EC: Proposal on car emissions testing in real driving conditions tabled
In response to a ruling by the General Court, today the Commission proposes to reinsert certain aspects of Real Driving Emissions testing (RDE) into legislation to be adopted by the European Parliament and Council.
The European Commission has been very active in promoting air quality, fighting climate change and supporting a shift to clean mobility. Actions include new and more reliable emissions tests in real driving conditions as well as an improved laboratory test. These efforts are already yielding results. New types of diesel vehicles tested both in the laboratory and on the road under real-world conditions and placed on the market since September 2017 emit significantly less than older types of diesel vehicles.
In December 2018, the General Court annulled some of the provisions of EU legislation on Real Driving Emissions testing. The Court judged that so-called “conformity factors” should not have been adopted via comitology procedure, but via ordinary legislative procedure. The annulment is of a partial nature and does not affect the actual RDE test procedure, which remains in force and must still be conducted at type-approval.
The Court delayed the effects of the partial annulment until February 2020 to give time to the Commission to implement the judgment. To avoid legal uncertainty on the type approvals granted since September 2017 – when the RDE test procedure became mandatory – the Commission proposes today to reinsert the same conformity factors into the legal text. The Commission is tabling the legal proposal via the ordinary legislative procedure, as requested by the General Court. The Commission thereby acts to ensure the necessary legal certainty for national authorities, industry and consumers.
Once adopted by the European Parliament and the Council, the Regulation will be directly applicable in all Member States and will become mandatory 3 days after publication in the EU Official Journal.

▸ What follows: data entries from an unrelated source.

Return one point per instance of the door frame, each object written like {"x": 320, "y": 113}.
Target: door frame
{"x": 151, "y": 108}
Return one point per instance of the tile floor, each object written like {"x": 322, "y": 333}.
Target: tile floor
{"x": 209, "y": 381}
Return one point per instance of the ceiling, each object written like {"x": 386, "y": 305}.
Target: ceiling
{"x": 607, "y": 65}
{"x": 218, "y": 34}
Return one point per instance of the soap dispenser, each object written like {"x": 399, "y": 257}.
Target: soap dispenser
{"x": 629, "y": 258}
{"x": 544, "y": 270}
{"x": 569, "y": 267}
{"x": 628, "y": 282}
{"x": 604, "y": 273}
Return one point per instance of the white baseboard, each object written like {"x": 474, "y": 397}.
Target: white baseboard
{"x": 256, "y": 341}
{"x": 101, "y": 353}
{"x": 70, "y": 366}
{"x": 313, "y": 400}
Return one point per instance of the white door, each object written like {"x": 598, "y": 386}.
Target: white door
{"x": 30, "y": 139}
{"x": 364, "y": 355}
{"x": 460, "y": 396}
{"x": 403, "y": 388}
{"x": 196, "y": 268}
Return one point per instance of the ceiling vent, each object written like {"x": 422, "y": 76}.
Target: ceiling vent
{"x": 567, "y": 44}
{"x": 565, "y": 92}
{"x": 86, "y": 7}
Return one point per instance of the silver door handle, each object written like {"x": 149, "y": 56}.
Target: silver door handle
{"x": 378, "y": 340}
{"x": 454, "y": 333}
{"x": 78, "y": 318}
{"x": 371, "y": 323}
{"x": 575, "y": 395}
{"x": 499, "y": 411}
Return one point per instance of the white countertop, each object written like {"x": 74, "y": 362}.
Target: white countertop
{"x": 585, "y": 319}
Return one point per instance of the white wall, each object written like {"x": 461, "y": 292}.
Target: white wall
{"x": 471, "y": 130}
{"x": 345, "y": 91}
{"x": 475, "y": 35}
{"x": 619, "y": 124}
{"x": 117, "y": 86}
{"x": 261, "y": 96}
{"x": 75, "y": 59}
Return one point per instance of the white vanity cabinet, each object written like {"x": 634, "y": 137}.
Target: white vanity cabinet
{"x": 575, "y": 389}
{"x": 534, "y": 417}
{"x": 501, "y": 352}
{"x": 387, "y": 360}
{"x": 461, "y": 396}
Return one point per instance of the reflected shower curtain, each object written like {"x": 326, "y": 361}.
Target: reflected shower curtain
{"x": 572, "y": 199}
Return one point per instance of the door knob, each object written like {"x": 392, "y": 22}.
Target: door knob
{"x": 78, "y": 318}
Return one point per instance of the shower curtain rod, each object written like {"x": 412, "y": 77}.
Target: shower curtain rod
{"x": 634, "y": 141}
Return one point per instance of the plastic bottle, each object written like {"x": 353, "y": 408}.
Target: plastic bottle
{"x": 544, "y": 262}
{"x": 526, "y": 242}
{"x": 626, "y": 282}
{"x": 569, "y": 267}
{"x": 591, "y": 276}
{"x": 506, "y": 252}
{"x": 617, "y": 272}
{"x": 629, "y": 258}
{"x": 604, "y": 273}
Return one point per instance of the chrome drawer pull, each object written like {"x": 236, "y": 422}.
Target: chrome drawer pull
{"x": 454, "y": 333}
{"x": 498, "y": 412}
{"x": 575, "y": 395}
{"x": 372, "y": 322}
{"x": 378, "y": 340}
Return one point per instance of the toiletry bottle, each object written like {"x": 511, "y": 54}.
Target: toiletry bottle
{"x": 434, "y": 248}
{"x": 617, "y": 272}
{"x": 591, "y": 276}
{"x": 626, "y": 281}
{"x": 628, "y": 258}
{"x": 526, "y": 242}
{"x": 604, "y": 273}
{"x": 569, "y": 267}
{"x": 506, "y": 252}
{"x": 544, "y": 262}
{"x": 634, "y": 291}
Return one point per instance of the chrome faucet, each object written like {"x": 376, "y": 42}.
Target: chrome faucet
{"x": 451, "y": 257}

The legal framework for RDE was developed in comitology procedure, where the Commission makes a proposal to national experts, which may amend the proposal before voting. The text is then submitted to the European Parliament and Council for endorsement or rejection. This was the procedure followed for the adoption of RDE Act 2 (Regulation 2016/646), where the compromise found by Member State experts on 28 October 2015 was subsequently endorsed by the European Parliament and the Council.
In December 2018, the General Court annulled some of the provisions of RDE Act 2, namely the so-called “conformity factors”. Conformity factors establish the allowed discrepancy between the regulatory emissions limit that is tested in laboratory conditions and the values of the RDE procedure when the car is driven by a real driver on a real road, with the aim to progressively reduce this discrepancy.
In its ruling, the General Court did not question the technical necessity of the conformity factors, but considered that the Commission exceeded its implementing powers when establishing the RDE conformity factors through comitology instead of co-decision legislation (= ordinary legislative procedure). The Commission lodged an appeal against the General Court judgement in February 2019 on the grounds that it disagrees with the Court’s legal assessment that the Commission exceeded its implementing powers.